Fluctuating light from a black hole, observed over 15 years, has revealed more about the way these enigmatic objects feed.
First, a structure called a corona forms around the outside of the event horizon. Then, powerful jets of plasma launch from the poles, punching material from the corona out into interstellar space at speeds close to that of light in a vacuum.
The finding – likened to the rhythmic pounding of a 'heartbeat' – resolves a long open question in black hole science.
"It sounds logical, but there has been a debate for twenty years about whether the corona and the jet were simply the same thing," explains astrophysicist Mariano Méndez of the University of Groningen in the Netherlands.
"Now we see that they arise one after the other and that the jet follows from the corona."
The black hole in question makes up part of GRS 1915+105, located about 36,000 light-years away from the Sun. It's what we call a microquasar – a stellar mass black hole locked in a close binary system with another object and feeding off it; in the case of GRS 1915+105, this is a normal star.
Because the two objects are so close together, the black hole strips material from the star; this material forms a disk around the black hole that gradually feeds into it.
It's the same thing we see on a larger scale in quasars, which are galactic nuclei that contain an active supermassive black hole millions to billions of times the mass of the Sun.
The black hole GRS 1915+105 is just 12 times the mass of the Sun, hence microquasar; even so, it's the one of the most massive stellar mass black holes known in the Milky Way.
This process generates a lot of light from the heating of the disk and the complicated environment around the black hole.
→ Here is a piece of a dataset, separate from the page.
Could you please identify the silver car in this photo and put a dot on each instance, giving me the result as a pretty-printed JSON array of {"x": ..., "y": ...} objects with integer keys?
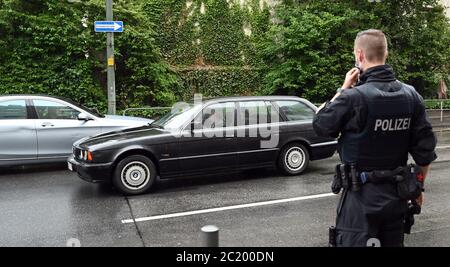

One light-generating structure is the corona, between the inner edge of the accretion disk and the event horizon.
This is a region of scorchingly hot electrons thought to be powered by the black hole's magnetic field, acting like a synchrotron to accelerate the electrons to such high energies that they shine brightly in X-ray wavelengths.
Then there are jets. These are thought to consist of material accelerated along magnetic field lines outside the black hole's event horizon to the polar regions, where they are launched into space at speed, emitting light in radio wavelengths.
This is what scientists think, anyway. The space around black holes is so extreme that it's difficult to get a handle on the processes that take place.
Méndez and his colleagues wanted to learn more about how the jets are accelerated and launched. They collected X-ray and radio data on the microquasar collected between 1996 and 2012, and studied it carefully for clues.
Their final sample consisted of 410 simultaneous X-ray and radio observations of GRS 1915+105. This meant that they could observe changes in both kinds of light at the same time. They found that when X-ray light is strong, radio is weak, and vice versa; and that the jets are strongest when the corona is at its smallest.
This suggests that energy that powers the microquasar system can be directed either to the X-ray corona, or the relativistic jet. Added to models of the fluctuations in light from the system, the researchers concluded that, at least in GRS 1915+105, it seems that the corona turns into the jet.
"It was quite a challenge to demonstrate this sequential nature," Méndez said. "We had to compare data of years with that of seconds, and of very high energies with very low ones."
Next for the team will be to try and explain some oddities their observations revealed. The X-ray corona is brighter, they found, than can be accounted for by temperature alone. This means something else might be at play. The team thinks that the magnetic field could be responsible.
The differential rotation of the black hole and accretion disk can cause magnetic fields to become tangled and chaotic. When the magnetic field is chaotic, the team speculates, the corona heats up; when it snaps back into order, material can escape, and thus the jets are launched.
And this process should scale with black hole mass, too, which could help us understand the way massive quasars behave.
"In principle," the researchers write, "the same channeling of energy to the jet and the corona should happen in supermassive black holes, and should therefore apply to the full range of black hole masses in the fundamental plane of black hole activity."
The research has been published in Nature Astronomy.